Cancer-related fatigue (CRF) is experienced by most patients with cancer at any point from the time of diagnosis, during treatment, through survivorship, or at disease progression. The National Comprehensive Cancer Network (NCCN) guidelines consensus definition of CRF is a “distressing persistent, subjective sense of physical, emotional and/or cognitive tiredness or exhaustion related to cancer or cancer treatment that is not proportional to recent activity and interferes with usual functioning.”¹ Fatigue with these characteristics does not appear to occur in the general population. In a large analysis of almost 35,000 patients, fatigue was measured with use of the Functional Assessment of Chronic Illness Therapy (FACIT) questionnaire and comparisons were made between anemic patients with cancer, nonanemic patients with cancer, and a cohort from the general population (with or without medical conditions) (N = 1010). The patients with cancer, regardless of their hemoglobin level, experienced significant fatigue (P > .001) compared with persons without cancer.² CRF can negatively affect functional status, resulting in limitations in ambulation and exercise, oral intake, socialization with supportive friends and families, ability to maintain a job, and quality of life.
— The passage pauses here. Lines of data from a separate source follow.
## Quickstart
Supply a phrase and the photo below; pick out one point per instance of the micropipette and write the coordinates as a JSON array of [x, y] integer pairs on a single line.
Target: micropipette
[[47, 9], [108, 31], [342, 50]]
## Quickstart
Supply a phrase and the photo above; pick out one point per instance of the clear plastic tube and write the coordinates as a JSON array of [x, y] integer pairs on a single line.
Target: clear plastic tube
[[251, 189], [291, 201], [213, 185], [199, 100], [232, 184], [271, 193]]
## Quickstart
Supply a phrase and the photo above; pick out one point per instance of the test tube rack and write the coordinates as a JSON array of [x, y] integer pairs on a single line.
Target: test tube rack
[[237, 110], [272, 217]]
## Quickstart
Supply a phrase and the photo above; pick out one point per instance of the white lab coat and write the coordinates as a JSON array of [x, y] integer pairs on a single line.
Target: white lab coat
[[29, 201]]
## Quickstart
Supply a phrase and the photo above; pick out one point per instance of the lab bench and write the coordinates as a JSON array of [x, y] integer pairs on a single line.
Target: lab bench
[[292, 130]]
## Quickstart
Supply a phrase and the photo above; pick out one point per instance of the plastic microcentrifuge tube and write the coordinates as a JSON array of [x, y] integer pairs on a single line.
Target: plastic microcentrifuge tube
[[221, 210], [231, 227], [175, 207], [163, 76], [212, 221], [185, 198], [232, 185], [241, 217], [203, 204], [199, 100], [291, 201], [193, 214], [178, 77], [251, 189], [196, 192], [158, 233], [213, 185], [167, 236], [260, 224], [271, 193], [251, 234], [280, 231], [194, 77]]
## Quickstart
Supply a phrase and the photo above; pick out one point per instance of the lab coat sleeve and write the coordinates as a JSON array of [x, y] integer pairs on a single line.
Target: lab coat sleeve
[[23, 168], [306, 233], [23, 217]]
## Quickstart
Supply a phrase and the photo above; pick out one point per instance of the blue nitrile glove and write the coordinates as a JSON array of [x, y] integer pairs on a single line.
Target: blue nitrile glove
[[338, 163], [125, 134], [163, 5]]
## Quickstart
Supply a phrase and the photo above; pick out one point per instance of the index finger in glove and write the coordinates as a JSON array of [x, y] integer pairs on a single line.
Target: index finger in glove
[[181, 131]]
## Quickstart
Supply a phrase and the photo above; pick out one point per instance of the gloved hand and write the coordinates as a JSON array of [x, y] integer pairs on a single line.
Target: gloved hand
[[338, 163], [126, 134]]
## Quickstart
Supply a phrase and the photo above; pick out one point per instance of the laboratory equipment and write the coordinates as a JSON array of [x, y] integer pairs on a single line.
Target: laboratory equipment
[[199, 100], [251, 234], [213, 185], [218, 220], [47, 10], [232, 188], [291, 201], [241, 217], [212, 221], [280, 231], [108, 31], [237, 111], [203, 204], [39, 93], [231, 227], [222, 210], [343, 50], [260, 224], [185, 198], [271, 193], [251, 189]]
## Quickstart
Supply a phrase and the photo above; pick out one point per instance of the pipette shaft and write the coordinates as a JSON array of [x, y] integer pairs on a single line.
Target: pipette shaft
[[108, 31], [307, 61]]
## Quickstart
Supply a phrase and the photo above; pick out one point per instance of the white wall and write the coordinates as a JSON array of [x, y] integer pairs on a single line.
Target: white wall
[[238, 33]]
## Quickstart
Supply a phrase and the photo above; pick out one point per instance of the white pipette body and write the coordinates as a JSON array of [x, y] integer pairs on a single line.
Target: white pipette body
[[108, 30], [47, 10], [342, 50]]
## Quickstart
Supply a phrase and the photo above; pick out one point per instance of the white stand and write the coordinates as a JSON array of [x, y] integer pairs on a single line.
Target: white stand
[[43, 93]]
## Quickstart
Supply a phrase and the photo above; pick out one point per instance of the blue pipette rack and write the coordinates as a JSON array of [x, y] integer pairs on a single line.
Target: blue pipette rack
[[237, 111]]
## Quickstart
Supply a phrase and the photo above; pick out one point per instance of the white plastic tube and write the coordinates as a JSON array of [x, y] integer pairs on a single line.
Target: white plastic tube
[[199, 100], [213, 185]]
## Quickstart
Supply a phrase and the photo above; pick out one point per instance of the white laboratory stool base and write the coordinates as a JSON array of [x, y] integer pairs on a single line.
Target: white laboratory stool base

Of critical importance, fatigue may prevent full doses of anticancer therapy from being delivered, which could potentially affect survival or tumor control.

Incidence

The exact incidence of CRF depends on when in the cancer trajectory it occurs and by what methods patient-reported experience is measured. It does not appear that any time exists on the cancer continuum when patients are not challenged by fatigue (see Fig. 45-1), and CRF occurs with all types of cancers and in all stages. Most likely CRF is underreported, because both patients and health care providers expect fatigue as an inevitable result of a malignancy diagnosis. Discussions between patients and physicians regarding fatigue may be limited, given that few efficacious interventions exist to improve fatigue.

Figure 45-1 Common sources of fatigue along the cancer trajectory.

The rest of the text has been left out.